For over a decade, Peetah’s distinctive voice has led Morgan Heritage on some of the biggest anthems in modern roots-reggae, including Don’t Haffi Dread (To Be Rasta), Down by the River and She’s Still Loving Me. But in the chest of this Rastaman beats a heart of soul.
The charismatic vocalist says he listened to everything from the 1970s soul of Stevie Wonder and Donny Hathaway to the New Jack swing of Guy and gangsta rap of Dr. Dre, when he was growing up in Brooklyn, New York.
Now, he gets the chance to play out those influences on his first full-scale solo project.
“It was nothing planned. We got a call from (producer) Salaam Remi last year about Gramps, Mojo, and myself doing individual songs for an album he was doing,” Peetah explained. “The song I did (Salute Them) came out so well; I just got to thinking about doing something for myself.”
That ‘something’ is totally different from the rootsy songs ‘Heritage’ have belted out since the late 1990s, making them household names among reggae fans in North America, Europe, Africa, and Asia.
“It’s going to be more hip-hop and dancehall with some R&B overtones,” Peetah said.
Peetah worked with Shane Brown of Juke Boxx Productions on most of the songs, one of which includes the world beat-ish Save The World which gained steady airplay on Jamaican radio. Brown, one of reggae’s upcoming producers, is best known for his work with Chuck Fenda, Busy Signal, Mavado, and Morgan Heritage.
The two plan to complete as many as forty songs by the end of February, 2009. They hope to release several of their productions in the first quarter of next year to get Peetah’s solo career off and running.

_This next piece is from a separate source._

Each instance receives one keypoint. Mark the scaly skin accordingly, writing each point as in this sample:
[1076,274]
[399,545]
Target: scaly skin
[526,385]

The dreadlocked singer is quick to point out that it is not the end of Morgan Heritage.
“It’s something we’ve (Morgan Heritage) discussed as a group. People know the group but don’t know each member as individuals. It was a collective decision to do some solo work,” he said.
Peetah was born to make music. He is one of Jamaican singer Denroy Morgan’s over twenty children and was born in Brooklyn, the New York City borough that has been home to thousands of Jamaicans since the 1960s.
Even though he and most of his siblings were born in the United States, Peetah recalls a strong Jamaican vibe in his household.
“Our parents raised us like Jamaicans. It was Americans at school but once we were home it was all about being Jamaican,” he said.
Peetah remembers his parents keeping the Jamaican music vibe alive in the home by playing the music of Toots and the Maytals and The Heptones, but says as a boy he was never consumed by Jamaican music. He was into the genius of Stevie Wonder and Donny Hathaway and later discovered the smoothness of vocal group Guy, and the funky West Coast beats of Dr Dre.
It was not until 1995 when new-wave roots singer Garnet Silk died in a mysterious explosion at his mother’s home in Manchester, Jamaica that Peetah found his reggae calling.
“I started listening to a lot of reggae when Silk passed away. There was just something about him,” he recalled.
Peetah admits writing songs without the rest of the Morgan clan has been the toughest aspect of his solo effort. “Just thinking about going out there by myself is nerve-wracking,” he said.
But come 2009, he is confident the butterflies would have long left his stomach. Enough for him to embark on his most ambitious venture to date.